Félix Rivera Méndez/ CORRESPONSAL/ JINOTEGA.- La fotografía de una mujer con el rostro lleno de alfileres, un mensaje y un vaso de perfume enterrado fue lo que encontró el señor Margarito Meza Blandón mientras limpiaba la tumba de un ex combatiente caído en la guerra de los años ochenta. Junto a la imagen se leía un mensaje que decía: “Te acordarás de mi, Luz Marina y de Heriberto. Podrás si acaso curarte de esta maldición, si no te maltrataré toda la vida…”

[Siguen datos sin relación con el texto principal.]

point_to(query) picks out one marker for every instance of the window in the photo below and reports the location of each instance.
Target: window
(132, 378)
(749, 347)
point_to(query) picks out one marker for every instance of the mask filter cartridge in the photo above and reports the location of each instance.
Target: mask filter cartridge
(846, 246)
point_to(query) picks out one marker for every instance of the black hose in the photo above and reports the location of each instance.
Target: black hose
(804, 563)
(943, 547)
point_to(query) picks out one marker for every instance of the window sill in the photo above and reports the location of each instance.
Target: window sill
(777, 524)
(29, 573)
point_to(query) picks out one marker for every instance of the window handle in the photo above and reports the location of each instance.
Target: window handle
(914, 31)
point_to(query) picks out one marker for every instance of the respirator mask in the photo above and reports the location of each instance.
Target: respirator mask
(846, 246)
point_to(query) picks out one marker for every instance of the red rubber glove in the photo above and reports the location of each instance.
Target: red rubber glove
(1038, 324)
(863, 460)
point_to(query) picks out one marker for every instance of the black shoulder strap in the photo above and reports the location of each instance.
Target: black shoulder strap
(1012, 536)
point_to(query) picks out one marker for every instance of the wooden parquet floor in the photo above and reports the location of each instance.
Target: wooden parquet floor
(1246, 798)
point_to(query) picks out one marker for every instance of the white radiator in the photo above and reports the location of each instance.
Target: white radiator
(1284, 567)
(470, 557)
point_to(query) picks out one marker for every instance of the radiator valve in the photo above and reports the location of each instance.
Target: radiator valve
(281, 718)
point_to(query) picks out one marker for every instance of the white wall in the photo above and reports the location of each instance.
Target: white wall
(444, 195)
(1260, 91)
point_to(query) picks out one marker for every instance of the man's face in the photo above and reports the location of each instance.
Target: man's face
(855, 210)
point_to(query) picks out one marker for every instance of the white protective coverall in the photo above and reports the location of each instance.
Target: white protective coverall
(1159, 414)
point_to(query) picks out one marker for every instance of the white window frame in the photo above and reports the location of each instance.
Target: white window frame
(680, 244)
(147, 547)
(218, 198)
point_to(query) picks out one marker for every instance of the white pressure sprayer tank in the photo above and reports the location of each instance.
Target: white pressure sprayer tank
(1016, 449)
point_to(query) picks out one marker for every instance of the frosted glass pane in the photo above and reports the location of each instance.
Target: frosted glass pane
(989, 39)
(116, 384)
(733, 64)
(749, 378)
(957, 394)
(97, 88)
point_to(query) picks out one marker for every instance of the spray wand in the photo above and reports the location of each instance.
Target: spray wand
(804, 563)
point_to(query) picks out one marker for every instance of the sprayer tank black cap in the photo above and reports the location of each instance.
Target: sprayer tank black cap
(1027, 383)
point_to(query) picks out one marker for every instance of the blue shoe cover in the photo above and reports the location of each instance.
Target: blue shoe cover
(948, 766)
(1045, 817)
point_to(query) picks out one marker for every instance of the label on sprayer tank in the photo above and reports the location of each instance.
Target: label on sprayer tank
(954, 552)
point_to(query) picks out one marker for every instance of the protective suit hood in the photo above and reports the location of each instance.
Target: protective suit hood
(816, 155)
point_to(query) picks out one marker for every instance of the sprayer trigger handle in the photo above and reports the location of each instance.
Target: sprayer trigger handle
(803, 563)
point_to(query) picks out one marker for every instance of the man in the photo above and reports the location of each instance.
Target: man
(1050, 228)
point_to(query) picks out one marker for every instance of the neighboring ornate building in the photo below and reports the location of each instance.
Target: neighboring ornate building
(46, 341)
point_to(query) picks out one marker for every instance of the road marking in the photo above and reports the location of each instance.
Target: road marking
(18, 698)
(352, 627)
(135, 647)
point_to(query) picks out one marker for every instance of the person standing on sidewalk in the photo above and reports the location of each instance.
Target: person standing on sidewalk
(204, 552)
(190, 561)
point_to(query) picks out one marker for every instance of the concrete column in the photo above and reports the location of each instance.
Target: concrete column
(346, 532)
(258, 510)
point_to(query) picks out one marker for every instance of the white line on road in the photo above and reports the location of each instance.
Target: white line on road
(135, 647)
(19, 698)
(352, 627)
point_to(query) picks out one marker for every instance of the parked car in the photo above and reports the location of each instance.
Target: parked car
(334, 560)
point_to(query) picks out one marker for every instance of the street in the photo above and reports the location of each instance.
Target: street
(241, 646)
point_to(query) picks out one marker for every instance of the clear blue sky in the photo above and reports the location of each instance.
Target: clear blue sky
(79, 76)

Éste es apenas uno de muchos casos de brujería que se han encontrado en el cementerio de Jinotega. “La gente es irrespetuosa y anda creyendo en eso. Creen que van a controlar a una mujer o a un hombre. Cuando alguien a uno lo quiere, lo quiere y cuando no, que no anden gastando su dinero y perdiendo su tiempo, pagándole a brujos para que les hagan estos trabajos sucios”, opinó Meza.
Meza, quien laboraba de panteonero, pero que ahora trabaja de manera independiente, aseguró que ha encontrado muñecos de cera revueltos con plumas de zopilote, alfileres de cabeza, osamentas humanas…
Por su parte, Porfirio Gadea Castro, hijo del famoso y prestigiado curandero Nando Gadea, quien con cáscaras de árboles curó a miles de personas de Nicaragua y Centroamérica, desaprobó esas prácticas, “porque mi papá jamás anduvo con esas cosas, estafando a la gente, más bien se dedicó con esmero a curar a miles de personas”.
Los pobladores de la zona solicitan a la Alcaldía de este departamento que refuerce la vigilancia en el cementerio para que el sitio no sea utilizado para hacer brujerías.